Anthony Bourdain nació, se crio y saltó a la fama en Nueva York, pero fue en Francia donde se enamoró de la cocina con la perfección de la primera ostra que tocó su paladar. Solía pasar allí algunos veranos con su familia siendo joven. Hoy ha muerto en Alsacia a los 61 años. La suya es la historia de un chef que se comió el mundo a bocados y vivió para contarlo.
En ambos casos, lo hizo literalmente.
Bourdain fue el primer rockstar. Si la gastronomía fuese como la música, él sería el Jagger. Así de grande y así de revolucionario. Empezó con una serie de artículos publicados en la década del noventa; siguieron sus libros (más de una decena); sus programas de televisión (tiene 4 premios Emmy); y sus redes sociales. Donald Trump, la comida de aviones o el movimiento #MeToo (desde hacía más de un año el chef mantenía una relación con la actriz italiana Asia Argento, una de las víctimas del productor Harvey Weinstein) son algunas de sus causas más recientes.

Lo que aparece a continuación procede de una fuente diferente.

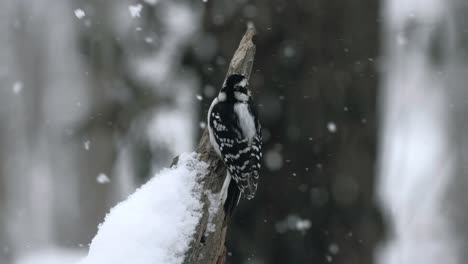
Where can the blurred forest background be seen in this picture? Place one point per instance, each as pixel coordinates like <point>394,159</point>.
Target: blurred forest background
<point>96,96</point>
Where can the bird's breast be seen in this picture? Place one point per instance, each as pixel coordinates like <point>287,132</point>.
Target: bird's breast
<point>246,121</point>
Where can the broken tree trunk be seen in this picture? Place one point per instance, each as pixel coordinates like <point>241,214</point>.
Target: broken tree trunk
<point>210,234</point>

El último tweet que subió, el 4 de junio pasado, tenía un link con el nombre Rising Sun Blues (El blues del sol naciente), perteneciente a la banda sonora de un capítulo dedicado a Hong Kong de la serie que conduce hace 5 años, Parts Unknown. “Esta canción se va a quedar conmigo”, posteó.
Su apetito por comer solo era comparable con su apetito por escribir. Bourdain fue un cronista excepcional. Un cocinero con técnica y formación privilegiada que no hacía libros de recetas, sino narraba historias desde adentro como nunca nadie lo había hecho antes. Veinte años atrás en Girona, el español Ferran Adrià revolucionaba la alta cocina deconstruyendo platos con espumas y esferificaciones. En Manhattan, Bourdain –al mando del afrancesado Brasserie Les Halles– aprendía a reconocer el poder de la comida y a expresarlo sin tapujos. Lo hacía desde el placer egoísta, la sordidez y el pecado; también desde el conocimiento y la experiencia. “Comer bien tiene que ver con la sumisión”, escribió alguna vez. Anthony Bourdain podía hablar de sexo, sopa pho y cocaína en una misma página. Hablaba de sus borracheras y sus excesos. Del respeto por el producto y la tradición. De la importancia de moverse, de descubrir.
Cuando nadie lo decía, él contaba las desavenencias de los inmigrantes latinos que sostenían los restaurantes más exclusivos de la Gran Manzana, lavando ollas y picando verduras. Es sabido que, en algunas de sus presentaciones públicas, pedía a la audiencia un aplauso para ellos antes de comenzar. También escribía sobre abusos, amanecidas y la locura universal de los primeros años de la vida gastronómica. Pasaba semanas enteras en los lugares más remotos del planeta -antes de que la globalización termine de hacernos creer que lo hemos visto todo- y engullía todo lo que se le ponía delante. Sean láminas de toro (la parte más cara y grasosa del atún) en una silenciosa barra de sushi, o hot dogs de aeropuerto.
Ese espíritu lo trajo al Perú, por supuesto. Aquí conoció a Gastón Acurio y paseó por Barranco y Chorrillos. En su última visita estuvo en la selva para ver cacao y se fue a probar el cebiche de Javier Wong en Santa Catalina. Uno no veía comer a Anthony Bourdain: lo saboreaba. Así es como se recuerda a un grande.